LSH: Well, after the 2009 Northwestern game (that infamous collapse highlighting a season characterized by second-half collapses) I was so disappointed and angry that I threatened to burn my IU football apparel. Luckily, then-boyfriend saved them from me. The sad thing is that all too often by the Bucket game rolls around, there's not much to care about other than "pride." With the season now fully behind us, I can say that it's clear there's little pride in beating a lame-duck Hope-led Purdue team playing for a bus ticket to Detroit, and when your own bowl fortunes were dashed a week prior. But still, the fact that as little as a week ago we were playing for bowl contention, and as little as two weeks ago for B1G title game aspirations, and that a year ago we were 1-11, I can't help but feel hopeful that fate will throw us some kind of bone next year.
I'm pretty sure we're the only team in America that feels good (or at least OK) about going 4-8.
CQ: Ah, yes. That Northwestern game was 28-3 in the first half, right? I recall watching it unfold in horror as I hit "refresh" on my phone. You mention next year. The Hoosiers have eight home games, and play Illinois, Minnesota, and Purdue at home. We'll have a healthy Tre Roberson and two reliable backups. All of our best skill position players return on offense, and the defense will be a year older, at least, except for the (not insignificant) departure of Larry Black. Jr. and Adam Replogle on the interior of the line. What will you have to see from the 2013 Hoosiers to feel like this has all been worth it?
LSH: I also watched that game unfold over a cell phone. It's a bit like hearing a ship in distress over two-way radio and hearing the transmissions as it sinks, hopeless to do anything about it.
As for what I want to see next year? Essentially, the same wish list I have for the team every year. I would like to see our defense learn to tackle and for the first defender that reaches the ballcarrier to be the one that makes the stop. I would like to see Tre return to health and Coffman and Sudfeld make strides between their freshman and sophomore seasons. I would like the team to be diligent in conditioning so as not to wilt in the second half of games. I would like to see our highly-touted defensive recruits stay committed and sign in February and maybe bring some friends with them. I also hope to have an offseason in which nobody associated with the team does anything stupid. No arrests, no injuries, no silly shenanigans resulting in suspensions, no accidents, no sprained cerebrums (i.e. go to class, go to tutoring).

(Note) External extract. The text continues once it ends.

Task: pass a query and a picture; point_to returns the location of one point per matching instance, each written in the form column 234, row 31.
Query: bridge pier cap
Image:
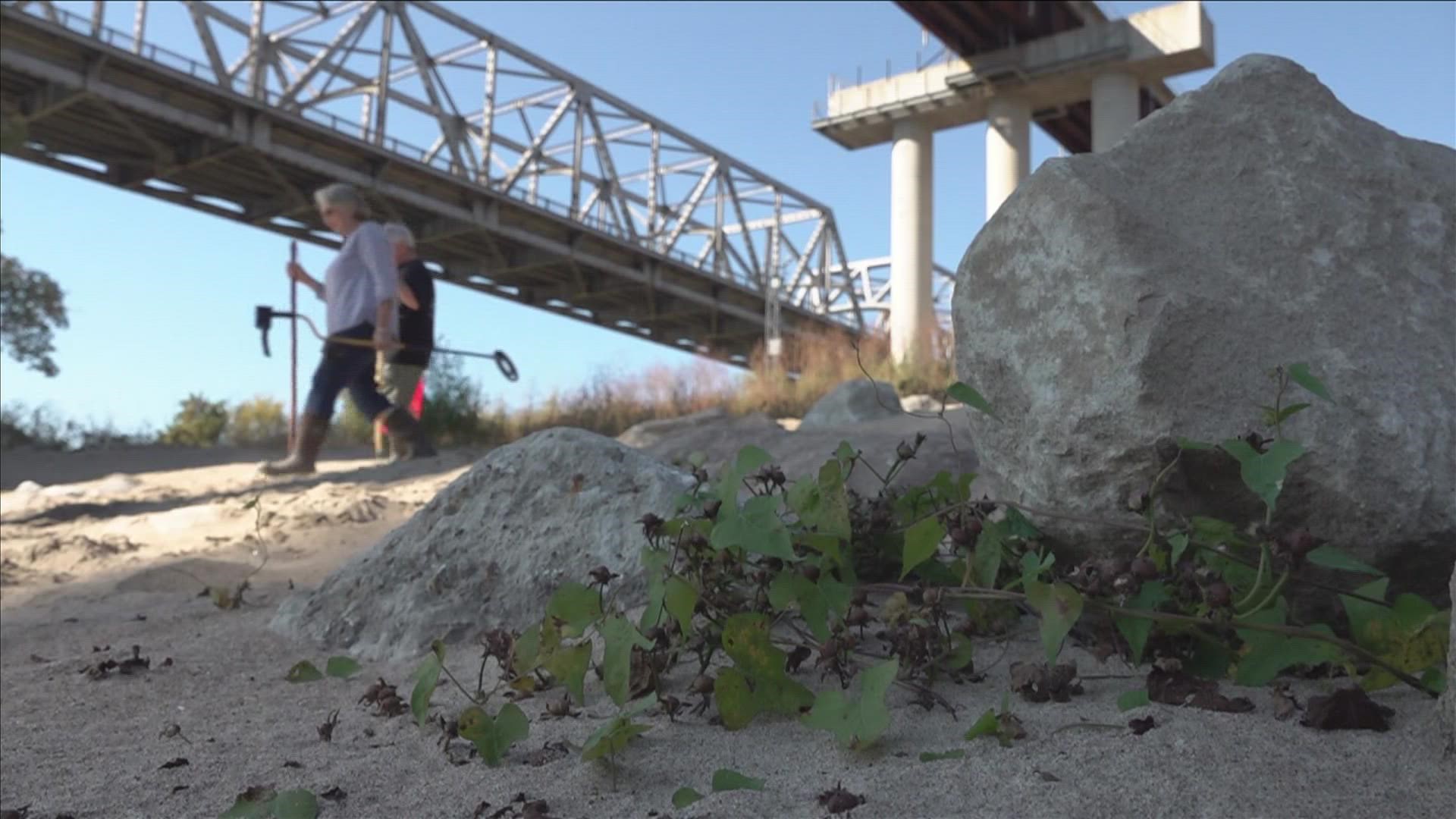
column 1047, row 74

As for next season, I think 6-6 is a perfectly reasonable benchmark. Win 4 of those first 5 home games and then nail two of the three of Minnesota, Illinois and Purdue, all at home, and we're on our way to the low-level POS bowl game that we lust after in our dreams. People cringe a little bit sometimes when I use this metaphor, but IU football, to me, is a loved one with a crippling disability, learning to walk again. Each little step is a victory and leads to the next step. 1-11 has led to 4-8. I hope 4-8 leads to more steps.
Thanks, LoneStarHoosier, for participating,and best of luck in the sweepstakes.